Large numbers of Iraqi civilians have arrived at the camp, raising the number of inhabitants to 2400, most of whom are Iraqi Turkmen.
According to al-Omar, the camp receives assistance from the Turkish Diyanet Foundation, which provides all the necessary assistance and aid. The camp is administrated by the Nour al-Din al-Zenki Movement, which comes under the Free Syrian Army umbrella.
Free Syrian Army factions gained control of a large part of Aleppo’s northern countryside with the support of the Turkish army as part of the Euphrates Shield Operation after extensive battles with Islamic State forces, which are still ongoing.
Ankara is trying to make this area a “safe zone” after it reached an understanding with Russia and restored normal relations with the country. Russian warplanes have reduced their bombardment of the area since the start of the Euphrates Shield Operation in August 2016.

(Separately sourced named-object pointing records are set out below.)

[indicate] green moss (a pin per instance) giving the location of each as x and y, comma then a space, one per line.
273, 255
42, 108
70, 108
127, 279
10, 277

Chronic illnesses and no treatment
Salem, one of the Iraqi residents of the camp, spoke to Enab Baladi about conditions in the camp, which he described as “appalling”. He said, “There are no medicines or medical centers. Children are dying from diseases spreading in the camp and they are not being taken to hospital because the camp does not have an ambulance. The Turkish side of the border is closed and medical cases that require immediate treatment cannot cross.”
Several fires have broken out inside the camp without any attempts to put them out due to the lack of necessary materials. Salem added, “There are over 1000 elderly Iraqis registered in the camp and 800 of them are ill.”
Al-Omar clarified, “The Iraqis coming from Tel Afar have a high rate of disability and chronic diseases, much higher than normal. These cases require special treatment in advanced Turkish hospitals.”
While the deputy manager insists that the camp receives “a lot of support” from its primary donor, these illnesses continue to be one of the biggest problems residents face.
Exploitation by “human traffickers”
Salem, an Iraqi refugee Enab Baladi spoke to, could see no difference between the areas he passed through on his route from Iraq to Syria despite the different groups controlling the areas. They are all the same in terms of “exploitation”, according to him.
He explained, “We left Tel Afar out of fear of the Popular Mobilization Forces. We decided to leave until our area is liberated. We reached al-Raqqa and paid 700 US dollars each to get to the camp in northern Aleppo.” He confirmed, “Iraqis aren’t safe, whether from the Popular Mobilization, the Islamic State forces or the Free Syrian Army, they all stole our money.”
Anas al-Omar said that the residents coming to the camp from Iraq are exploited by those he described as “human traffickers” – smugglers who “suck refugees’ blood to get them to safety.”
According to one smuggler, the journey from al-Raqqa to Aleppo’s northern countryside can cost around 5,000 US dollars. In addition, residents risk being targeted by Islamic State forces and Syrian Democratic Forces when they pass through areas under their control.
At the end of our conversation with Salem, who lives in the camp with his family, he said that he was determined to cross into Turkey despite the increased border checks by the “Gendarmerie” (Turkish border guards). He said, “Life in the camp is unbearable. There is no education here, no medical care… We will enter Turkey even if it costs us our lives.”